SunEdison has announced a plan to install distributed-generation solar energy plants in rural India, a move the company says will help bring power to communities that have never had electricity before.
According to SunEdison, they plan to design, install and manage the power plants. The company has already identified 29 villages in the Guna District that it once to electrify and it said it was looking for “appropriate financial and other partners” to help make this happen. The company expects the project to be funded through a mix of government grants and money from investors and corporations.
“This program is making electricity accessible to citizens in India who have never dreamt of having it in their homes or workplaces,” Ahmad Chatila, President and Chief Executive Officer of MEMC, the parent company of SunEdison, said in a statement. “We are excited to be the catalyst for this kind of remarkable transformation.”
The United Nations estimates that one in five of the world’s population currently live without electricity. As well as the obvious drawbacks of life off the grid, a lack of access to electricity limits education, economic development and makes populations more vulnerable to sickness and famine, SunEdison said.
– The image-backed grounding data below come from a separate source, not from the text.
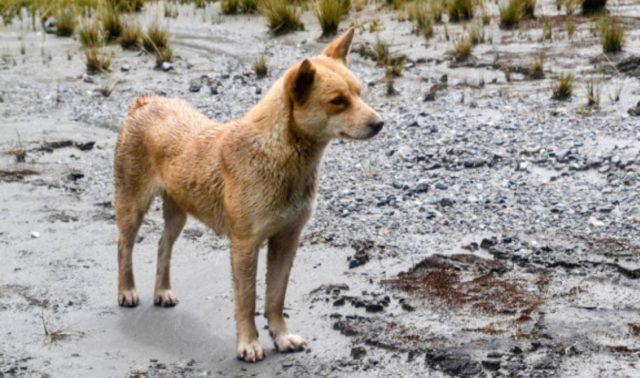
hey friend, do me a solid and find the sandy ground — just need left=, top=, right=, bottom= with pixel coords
left=1, top=1, right=640, bottom=377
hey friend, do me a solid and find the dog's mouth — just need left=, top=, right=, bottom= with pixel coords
left=339, top=130, right=379, bottom=140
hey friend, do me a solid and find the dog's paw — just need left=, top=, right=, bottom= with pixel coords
left=118, top=289, right=139, bottom=307
left=236, top=339, right=265, bottom=363
left=274, top=334, right=307, bottom=353
left=154, top=290, right=178, bottom=307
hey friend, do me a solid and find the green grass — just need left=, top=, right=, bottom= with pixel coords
left=55, top=7, right=77, bottom=37
left=374, top=38, right=389, bottom=66
left=407, top=0, right=431, bottom=35
left=259, top=0, right=304, bottom=35
left=221, top=0, right=241, bottom=14
left=430, top=0, right=443, bottom=23
left=499, top=0, right=522, bottom=29
left=585, top=78, right=599, bottom=107
left=252, top=55, right=268, bottom=77
left=143, top=23, right=169, bottom=52
left=120, top=20, right=142, bottom=49
left=522, top=0, right=535, bottom=18
left=78, top=19, right=101, bottom=48
left=85, top=48, right=111, bottom=73
left=552, top=72, right=574, bottom=100
left=314, top=0, right=350, bottom=37
left=448, top=0, right=474, bottom=22
left=600, top=17, right=624, bottom=53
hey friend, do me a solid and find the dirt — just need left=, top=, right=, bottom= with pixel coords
left=1, top=1, right=640, bottom=377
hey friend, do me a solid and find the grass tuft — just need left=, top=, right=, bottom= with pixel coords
left=252, top=55, right=268, bottom=77
left=453, top=37, right=472, bottom=61
left=85, top=48, right=111, bottom=74
left=314, top=0, right=350, bottom=37
left=552, top=72, right=574, bottom=100
left=530, top=54, right=544, bottom=79
left=499, top=0, right=522, bottom=29
left=468, top=22, right=485, bottom=45
left=521, top=0, right=536, bottom=18
left=585, top=78, right=600, bottom=107
left=55, top=7, right=77, bottom=37
left=600, top=17, right=624, bottom=53
left=78, top=20, right=101, bottom=48
left=260, top=0, right=304, bottom=35
left=154, top=47, right=173, bottom=68
left=102, top=7, right=123, bottom=42
left=120, top=20, right=142, bottom=50
left=143, top=23, right=169, bottom=52
left=448, top=0, right=474, bottom=22
left=582, top=0, right=607, bottom=14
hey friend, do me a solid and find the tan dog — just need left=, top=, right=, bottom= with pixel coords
left=113, top=29, right=383, bottom=362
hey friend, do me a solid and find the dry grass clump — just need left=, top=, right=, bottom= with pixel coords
left=143, top=23, right=169, bottom=52
left=582, top=0, right=606, bottom=14
left=314, top=0, right=350, bottom=37
left=600, top=17, right=624, bottom=53
left=154, top=46, right=173, bottom=68
left=120, top=20, right=142, bottom=49
left=55, top=7, right=77, bottom=37
left=407, top=0, right=433, bottom=37
left=552, top=72, right=574, bottom=100
left=530, top=54, right=544, bottom=79
left=221, top=0, right=257, bottom=14
left=260, top=0, right=304, bottom=35
left=453, top=37, right=472, bottom=61
left=499, top=0, right=522, bottom=29
left=107, top=0, right=145, bottom=13
left=374, top=38, right=389, bottom=66
left=85, top=48, right=111, bottom=73
left=521, top=0, right=536, bottom=18
left=468, top=22, right=484, bottom=45
left=430, top=0, right=444, bottom=23
left=102, top=7, right=123, bottom=42
left=585, top=78, right=600, bottom=107
left=252, top=55, right=268, bottom=77
left=78, top=20, right=101, bottom=48
left=373, top=38, right=404, bottom=77
left=448, top=0, right=474, bottom=22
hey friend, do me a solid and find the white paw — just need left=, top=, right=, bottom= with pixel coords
left=118, top=289, right=139, bottom=307
left=237, top=339, right=265, bottom=363
left=154, top=289, right=178, bottom=307
left=274, top=334, right=307, bottom=353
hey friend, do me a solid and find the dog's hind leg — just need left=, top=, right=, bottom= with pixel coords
left=115, top=191, right=153, bottom=307
left=154, top=193, right=187, bottom=307
left=265, top=226, right=307, bottom=353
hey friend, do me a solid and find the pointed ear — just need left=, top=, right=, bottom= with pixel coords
left=285, top=59, right=316, bottom=104
left=323, top=27, right=355, bottom=64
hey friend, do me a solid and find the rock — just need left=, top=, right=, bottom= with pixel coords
left=588, top=216, right=605, bottom=227
left=425, top=350, right=482, bottom=377
left=83, top=74, right=94, bottom=84
left=209, top=86, right=219, bottom=95
left=435, top=182, right=448, bottom=190
left=481, top=359, right=500, bottom=371
left=189, top=79, right=202, bottom=93
left=401, top=303, right=415, bottom=312
left=415, top=180, right=429, bottom=193
left=43, top=16, right=56, bottom=34
left=333, top=297, right=345, bottom=306
left=161, top=62, right=173, bottom=72
left=121, top=64, right=131, bottom=72
left=74, top=141, right=95, bottom=151
left=255, top=87, right=262, bottom=95
left=503, top=361, right=526, bottom=372
left=480, top=238, right=497, bottom=249
left=30, top=231, right=40, bottom=238
left=351, top=346, right=367, bottom=360
left=365, top=303, right=384, bottom=313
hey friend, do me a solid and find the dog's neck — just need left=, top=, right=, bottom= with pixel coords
left=243, top=79, right=328, bottom=170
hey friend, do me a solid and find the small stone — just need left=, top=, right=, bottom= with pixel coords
left=351, top=346, right=367, bottom=360
left=333, top=297, right=345, bottom=307
left=121, top=64, right=131, bottom=72
left=628, top=101, right=640, bottom=116
left=365, top=303, right=384, bottom=313
left=209, top=86, right=219, bottom=95
left=255, top=87, right=262, bottom=95
left=189, top=79, right=202, bottom=93
left=588, top=216, right=605, bottom=227
left=30, top=231, right=40, bottom=238
left=82, top=74, right=94, bottom=83
left=435, top=182, right=448, bottom=190
left=161, top=62, right=173, bottom=72
left=415, top=180, right=429, bottom=193
left=481, top=359, right=500, bottom=371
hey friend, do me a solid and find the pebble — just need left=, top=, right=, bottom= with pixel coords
left=121, top=64, right=131, bottom=72
left=161, top=62, right=173, bottom=72
left=30, top=231, right=40, bottom=238
left=82, top=74, right=94, bottom=84
left=435, top=182, right=448, bottom=190
left=189, top=79, right=202, bottom=93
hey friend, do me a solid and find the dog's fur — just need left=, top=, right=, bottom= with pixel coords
left=114, top=29, right=382, bottom=362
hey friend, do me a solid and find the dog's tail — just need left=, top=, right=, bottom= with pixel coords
left=127, top=94, right=154, bottom=116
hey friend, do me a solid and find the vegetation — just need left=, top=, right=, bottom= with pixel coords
left=260, top=0, right=304, bottom=35
left=530, top=54, right=544, bottom=79
left=102, top=7, right=123, bottom=42
left=55, top=7, right=77, bottom=37
left=600, top=17, right=624, bottom=53
left=552, top=72, right=574, bottom=100
left=85, top=48, right=111, bottom=73
left=448, top=0, right=474, bottom=22
left=586, top=78, right=600, bottom=107
left=221, top=0, right=257, bottom=14
left=430, top=0, right=443, bottom=23
left=407, top=0, right=432, bottom=37
left=522, top=0, right=536, bottom=18
left=143, top=23, right=169, bottom=52
left=499, top=0, right=522, bottom=29
left=154, top=46, right=173, bottom=68
left=542, top=20, right=552, bottom=41
left=374, top=38, right=389, bottom=66
left=453, top=37, right=472, bottom=61
left=314, top=0, right=350, bottom=37
left=120, top=20, right=142, bottom=50
left=252, top=55, right=268, bottom=77
left=78, top=20, right=101, bottom=48
left=468, top=22, right=485, bottom=45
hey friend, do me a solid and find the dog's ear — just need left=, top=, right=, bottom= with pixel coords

The U.N. has already made electrification of the third world a major priority and earlier this year U.N. Secretary-General Ban Ki-moon traveled to the World Future Energy Summit in Abu Dhabi to declare 2012 the “International Year of Sustainable Energy for All.”
However, the program of grid connectedness is not just a question for developing nations. Even as the U.N. initiative was being launched solar non-profits were drawing attention to the plight of 18,000 families who live on reservations in the Navajo Nation, where about 38 percent of households lack electricity, and over 50 percent of Navajo live below the poverty line.
SunEdison has already undertaken a number of projects in India, helping to bring online over 50 megawatts (MW) of interconnected solar electricity in the country.
Its projects include small rooftop installations to South Asia’s largest solar field in Gujarat and, in the same state, a 1 MW project suspended over the Narmada Canal. This latter project company claims is conserving drinking water at the same time as producing clean energy.
The company also recently completed installing a 14-kilowatt solar energy plant in Meerwada, India that supplies power to 400 villagers.
Before this project was implemented residents walked three kilometers for drinking water, and kerosene lamps were the only source of lighting. SunEdison said its staff were on location with residents for several weeks seeking out the best site for the power plant, and setting up a village council to maintain and protect the system from vandalism or theft.
In a statement Pashupathy Gopalan, managing director of SunEdison’s South Asia and Sub-Saharan operations said: “We have worked very hard to understand their needs and provide education about the possibilities of electricity. We believe education is one of the most important aspects to ensuring the project’s success.”